CRDS requires a stable optical cavity, formed with two highly reflective (R > 99.98%) concave mirrors. In the continuous-wave (cw) version of the technique that we use, a cw laser is directed into the cavity, and the length of the cavity is dithered with a piezoelectric crystal. As the length of the cavity changes, the frequency of light that is resonant with the cavity also changes. When the cavity becomes resonant with the laser, light begins to enter the cavity. Its intensity builds up as it reflects back and forth, but also leaks out at a rate that depends on the losses of the mirrors, the intracavity light intensity, and the presence of any molecules that absorb light at that frequency.

The equations used to derive the absorption cross section from the ringdown time constant measurement.

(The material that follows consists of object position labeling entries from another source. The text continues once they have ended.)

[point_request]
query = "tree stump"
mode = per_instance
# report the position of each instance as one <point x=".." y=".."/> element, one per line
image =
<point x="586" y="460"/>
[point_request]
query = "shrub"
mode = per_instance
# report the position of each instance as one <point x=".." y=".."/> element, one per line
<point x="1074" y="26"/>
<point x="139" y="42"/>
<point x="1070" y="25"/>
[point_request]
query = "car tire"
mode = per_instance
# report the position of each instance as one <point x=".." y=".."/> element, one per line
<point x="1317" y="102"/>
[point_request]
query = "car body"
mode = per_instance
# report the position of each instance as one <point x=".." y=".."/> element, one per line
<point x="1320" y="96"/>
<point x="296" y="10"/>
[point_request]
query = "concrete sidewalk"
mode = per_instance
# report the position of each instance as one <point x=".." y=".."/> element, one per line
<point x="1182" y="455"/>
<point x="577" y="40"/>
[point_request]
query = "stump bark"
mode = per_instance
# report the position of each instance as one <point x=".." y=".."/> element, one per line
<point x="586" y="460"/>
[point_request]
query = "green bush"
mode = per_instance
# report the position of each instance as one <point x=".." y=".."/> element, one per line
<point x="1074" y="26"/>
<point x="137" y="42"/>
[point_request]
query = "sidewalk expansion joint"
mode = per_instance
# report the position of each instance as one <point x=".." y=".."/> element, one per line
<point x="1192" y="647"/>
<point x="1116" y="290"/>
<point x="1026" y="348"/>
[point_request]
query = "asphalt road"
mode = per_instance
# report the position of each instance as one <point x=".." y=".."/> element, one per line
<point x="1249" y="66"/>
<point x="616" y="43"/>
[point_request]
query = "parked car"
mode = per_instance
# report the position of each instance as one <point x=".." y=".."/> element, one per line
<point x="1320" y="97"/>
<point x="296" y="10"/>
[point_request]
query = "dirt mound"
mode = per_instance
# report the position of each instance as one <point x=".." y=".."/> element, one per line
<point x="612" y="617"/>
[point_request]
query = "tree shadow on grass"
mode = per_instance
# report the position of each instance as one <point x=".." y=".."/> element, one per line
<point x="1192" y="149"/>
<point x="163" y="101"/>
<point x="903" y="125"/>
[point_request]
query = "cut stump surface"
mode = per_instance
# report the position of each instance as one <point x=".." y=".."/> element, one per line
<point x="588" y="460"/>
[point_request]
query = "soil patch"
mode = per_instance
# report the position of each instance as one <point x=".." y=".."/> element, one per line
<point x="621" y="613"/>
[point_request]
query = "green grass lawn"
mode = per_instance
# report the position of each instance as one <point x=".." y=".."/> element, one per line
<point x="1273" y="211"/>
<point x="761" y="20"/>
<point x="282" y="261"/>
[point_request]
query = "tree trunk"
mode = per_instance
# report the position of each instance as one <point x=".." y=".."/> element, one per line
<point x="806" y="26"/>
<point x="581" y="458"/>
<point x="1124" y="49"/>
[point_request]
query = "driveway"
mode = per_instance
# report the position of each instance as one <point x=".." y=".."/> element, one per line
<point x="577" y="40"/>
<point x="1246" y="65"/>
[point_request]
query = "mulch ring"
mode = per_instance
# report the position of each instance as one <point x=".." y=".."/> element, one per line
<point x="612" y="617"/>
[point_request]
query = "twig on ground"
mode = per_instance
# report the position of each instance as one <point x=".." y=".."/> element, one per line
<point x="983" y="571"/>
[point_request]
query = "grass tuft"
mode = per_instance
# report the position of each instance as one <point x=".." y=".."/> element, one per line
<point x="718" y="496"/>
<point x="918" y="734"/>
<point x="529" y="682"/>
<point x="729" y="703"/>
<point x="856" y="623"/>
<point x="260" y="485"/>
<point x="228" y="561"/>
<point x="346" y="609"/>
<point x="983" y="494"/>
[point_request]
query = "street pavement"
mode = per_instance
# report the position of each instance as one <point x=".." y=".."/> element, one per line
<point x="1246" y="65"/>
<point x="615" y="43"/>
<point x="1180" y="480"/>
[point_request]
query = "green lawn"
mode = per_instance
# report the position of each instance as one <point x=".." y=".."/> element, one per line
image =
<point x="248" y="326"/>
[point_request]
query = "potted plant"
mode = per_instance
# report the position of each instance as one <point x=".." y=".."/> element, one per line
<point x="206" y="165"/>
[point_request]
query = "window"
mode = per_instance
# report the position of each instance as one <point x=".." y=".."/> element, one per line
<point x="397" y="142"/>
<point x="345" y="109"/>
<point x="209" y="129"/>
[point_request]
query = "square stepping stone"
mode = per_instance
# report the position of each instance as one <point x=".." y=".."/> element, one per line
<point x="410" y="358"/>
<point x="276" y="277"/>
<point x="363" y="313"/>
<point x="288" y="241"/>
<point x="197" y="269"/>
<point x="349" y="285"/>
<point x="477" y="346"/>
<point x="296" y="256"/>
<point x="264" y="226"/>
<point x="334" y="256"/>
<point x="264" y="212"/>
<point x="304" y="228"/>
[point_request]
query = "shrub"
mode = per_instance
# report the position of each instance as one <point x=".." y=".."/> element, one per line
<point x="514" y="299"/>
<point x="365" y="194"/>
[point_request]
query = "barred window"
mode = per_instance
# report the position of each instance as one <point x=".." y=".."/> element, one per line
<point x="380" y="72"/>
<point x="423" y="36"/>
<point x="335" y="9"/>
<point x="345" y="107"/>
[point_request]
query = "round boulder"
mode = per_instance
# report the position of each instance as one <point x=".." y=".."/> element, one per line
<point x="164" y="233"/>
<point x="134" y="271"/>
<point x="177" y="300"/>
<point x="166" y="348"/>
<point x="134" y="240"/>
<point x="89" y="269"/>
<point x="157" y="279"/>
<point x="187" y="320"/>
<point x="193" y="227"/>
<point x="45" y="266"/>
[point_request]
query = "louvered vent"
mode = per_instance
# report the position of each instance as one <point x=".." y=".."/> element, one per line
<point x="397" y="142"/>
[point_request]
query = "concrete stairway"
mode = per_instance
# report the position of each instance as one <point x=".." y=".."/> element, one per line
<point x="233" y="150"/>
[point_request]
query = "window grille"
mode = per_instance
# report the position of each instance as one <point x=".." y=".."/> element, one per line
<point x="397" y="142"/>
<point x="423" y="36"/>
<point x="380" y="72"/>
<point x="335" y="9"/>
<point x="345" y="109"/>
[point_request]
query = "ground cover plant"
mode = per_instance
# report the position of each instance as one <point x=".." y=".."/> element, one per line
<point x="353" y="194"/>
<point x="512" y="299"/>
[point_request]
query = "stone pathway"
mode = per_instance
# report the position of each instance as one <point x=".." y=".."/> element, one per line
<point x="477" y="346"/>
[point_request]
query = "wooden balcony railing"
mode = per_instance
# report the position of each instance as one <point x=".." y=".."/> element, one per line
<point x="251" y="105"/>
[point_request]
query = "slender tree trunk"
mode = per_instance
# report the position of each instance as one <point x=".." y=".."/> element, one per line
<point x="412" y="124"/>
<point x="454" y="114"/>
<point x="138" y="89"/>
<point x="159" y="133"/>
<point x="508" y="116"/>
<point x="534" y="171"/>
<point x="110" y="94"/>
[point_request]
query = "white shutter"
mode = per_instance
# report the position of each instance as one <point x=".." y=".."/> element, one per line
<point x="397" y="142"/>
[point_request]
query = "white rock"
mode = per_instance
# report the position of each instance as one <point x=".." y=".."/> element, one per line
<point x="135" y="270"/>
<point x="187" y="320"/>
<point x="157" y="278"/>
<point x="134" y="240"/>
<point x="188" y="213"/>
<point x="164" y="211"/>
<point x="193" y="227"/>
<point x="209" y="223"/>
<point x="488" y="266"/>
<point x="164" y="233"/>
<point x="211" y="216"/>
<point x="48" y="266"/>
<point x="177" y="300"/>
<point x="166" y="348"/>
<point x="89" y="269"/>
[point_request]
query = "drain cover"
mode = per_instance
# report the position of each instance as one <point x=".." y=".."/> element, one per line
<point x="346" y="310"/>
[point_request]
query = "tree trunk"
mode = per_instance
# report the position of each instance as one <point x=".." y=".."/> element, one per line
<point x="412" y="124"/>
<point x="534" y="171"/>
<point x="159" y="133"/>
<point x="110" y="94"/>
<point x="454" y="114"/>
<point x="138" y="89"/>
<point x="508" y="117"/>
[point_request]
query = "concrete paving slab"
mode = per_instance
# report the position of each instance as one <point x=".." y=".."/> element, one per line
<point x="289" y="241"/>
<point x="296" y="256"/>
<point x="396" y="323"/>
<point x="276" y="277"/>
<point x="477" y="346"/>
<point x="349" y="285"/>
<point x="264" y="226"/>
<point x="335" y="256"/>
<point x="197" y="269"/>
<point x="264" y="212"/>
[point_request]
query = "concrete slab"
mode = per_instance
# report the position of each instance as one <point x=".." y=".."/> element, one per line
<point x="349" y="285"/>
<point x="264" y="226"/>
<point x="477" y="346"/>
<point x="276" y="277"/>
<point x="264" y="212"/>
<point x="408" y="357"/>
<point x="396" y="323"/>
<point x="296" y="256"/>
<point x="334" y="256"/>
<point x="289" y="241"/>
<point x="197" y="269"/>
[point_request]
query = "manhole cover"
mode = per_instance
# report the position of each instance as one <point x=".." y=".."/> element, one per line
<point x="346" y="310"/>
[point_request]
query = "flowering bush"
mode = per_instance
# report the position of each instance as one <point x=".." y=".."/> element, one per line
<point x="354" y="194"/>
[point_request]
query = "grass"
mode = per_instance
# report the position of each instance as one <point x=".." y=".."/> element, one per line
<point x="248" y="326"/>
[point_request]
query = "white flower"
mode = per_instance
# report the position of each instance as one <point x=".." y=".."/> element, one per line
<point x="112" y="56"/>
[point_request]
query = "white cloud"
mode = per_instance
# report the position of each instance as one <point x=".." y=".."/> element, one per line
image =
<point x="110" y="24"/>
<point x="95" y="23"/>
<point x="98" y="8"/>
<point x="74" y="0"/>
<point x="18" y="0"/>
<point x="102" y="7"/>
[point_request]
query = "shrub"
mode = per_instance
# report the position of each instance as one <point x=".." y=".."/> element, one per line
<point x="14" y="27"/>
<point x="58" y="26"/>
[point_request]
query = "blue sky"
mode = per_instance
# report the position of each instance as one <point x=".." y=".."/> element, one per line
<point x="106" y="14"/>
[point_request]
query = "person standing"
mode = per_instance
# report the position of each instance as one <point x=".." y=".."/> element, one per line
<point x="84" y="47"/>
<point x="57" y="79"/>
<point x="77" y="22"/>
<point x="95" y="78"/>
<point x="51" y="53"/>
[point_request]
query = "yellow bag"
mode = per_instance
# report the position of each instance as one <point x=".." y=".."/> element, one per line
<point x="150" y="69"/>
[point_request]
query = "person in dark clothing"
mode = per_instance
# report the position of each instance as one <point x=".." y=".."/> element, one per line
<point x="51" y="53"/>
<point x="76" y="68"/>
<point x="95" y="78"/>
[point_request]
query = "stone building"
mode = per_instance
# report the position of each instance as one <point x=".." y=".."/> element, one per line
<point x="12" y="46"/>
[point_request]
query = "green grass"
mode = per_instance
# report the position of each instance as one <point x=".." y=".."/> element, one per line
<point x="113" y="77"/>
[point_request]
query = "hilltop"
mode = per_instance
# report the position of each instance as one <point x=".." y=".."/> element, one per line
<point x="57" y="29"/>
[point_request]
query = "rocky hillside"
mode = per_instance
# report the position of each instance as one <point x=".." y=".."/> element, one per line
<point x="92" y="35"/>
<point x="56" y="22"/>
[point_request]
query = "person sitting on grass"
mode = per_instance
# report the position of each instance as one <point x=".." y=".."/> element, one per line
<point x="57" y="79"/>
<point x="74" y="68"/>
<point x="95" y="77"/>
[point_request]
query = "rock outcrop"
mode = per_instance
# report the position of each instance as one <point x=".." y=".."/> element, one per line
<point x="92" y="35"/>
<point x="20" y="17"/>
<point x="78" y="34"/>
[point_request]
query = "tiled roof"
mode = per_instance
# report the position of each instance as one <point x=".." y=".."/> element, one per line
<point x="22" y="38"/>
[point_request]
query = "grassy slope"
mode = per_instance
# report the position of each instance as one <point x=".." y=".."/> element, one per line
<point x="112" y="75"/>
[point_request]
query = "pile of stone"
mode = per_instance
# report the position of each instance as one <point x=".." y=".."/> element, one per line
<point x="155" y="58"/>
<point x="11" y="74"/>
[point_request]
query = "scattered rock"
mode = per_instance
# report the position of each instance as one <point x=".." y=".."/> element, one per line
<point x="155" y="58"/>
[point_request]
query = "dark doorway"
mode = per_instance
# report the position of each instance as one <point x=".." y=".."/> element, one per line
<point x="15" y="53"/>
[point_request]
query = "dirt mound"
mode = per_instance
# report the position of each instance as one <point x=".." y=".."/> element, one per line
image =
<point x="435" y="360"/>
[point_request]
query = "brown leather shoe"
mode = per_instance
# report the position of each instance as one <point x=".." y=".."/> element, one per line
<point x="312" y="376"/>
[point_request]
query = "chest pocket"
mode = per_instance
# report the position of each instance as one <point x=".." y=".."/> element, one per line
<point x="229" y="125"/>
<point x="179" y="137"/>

The light leaking out of the cavity is directed onto a detector, and when the signal reaches a predetermined threshold value, the laser beam is diverted away from the cavity by using an acousto-optic modulator. The intracavity light decays exponentially (or, "rings down") with a characteristic time constant τ, which is related to the product of the absorption cross-section and number density (Nσ, or effective absorbance, α), the reflectivity of the mirrors (R), and the distance between the mirrors (L). When an absorbing species is present, the intracavity intensity decays more rapidly owing to the absorption, and τ decreases. After measuring τ for several ringdown events at one frequency, we then tune the laser to a new frequency, measure the new time constant, and repeat until we have covered the spectral region of interest.

Advantages of cw-CRDS

Our CRDS system has a minimum detectable absorption coefficient of ~2x10^-9cm^-1. This is equivalent to being able to measure an absorbance of <5 x 10^-7, which is several orders of magnitude more sensitive than a typical laboratory UV/Vis or FTIR spectrometer. Part of the reason for this increased sensitivity is that because we measure a time constant and not an actual intensity, the measurement is immune to intensity fluctuations in the light source. This is unlike typical absorbance measurements, in which intensity fluctuations are usually the dominant source of uncertainty in the absorbance measurement. As a direct absorption technique, CRDS is generally applicable to any molecule, as it does not depends on any "special" molecular properties. Finally, because this technique is gas-phase, there is no need to account for solvent shifts in the measurements, meaning that our measurements directly probe structure and intramolecular dynamics, and can be easily used to search for molecules in space, or as benchmark data for improving computational chemistry methods.

High-Repetition-Rate CRDS

We are currently working on implementing changes to our ringdown system to greatly increase the rate at which we are able to acquire ringdowns. By keeping the cavity at a fixed length and using a feedback loop, it is possible to “lock” the laser to a cavity resonance, so laser light is always being coupled into the cavity (note: the time that the laser is diverted away from the cavity by the AOM is sufficiently small to maintain a frequency lock when the laser is returned to the cavity). To scan to a different wavelength, the piezo-mounted mirror is slightly moved, and the laser wavelength automatically adjusts to stay locked. By using this method, the ringup and ringdown time constants are the primary factors that limit the rate at which ringdown events can be collected. This will allow for tens of thousands of ringdowns to be collected per second as opposed to the 10-100 per second acquired in the normal CRDS technique. By using the same integration time as traditional CRDS, the S/N can be improved by over an order of magnitude.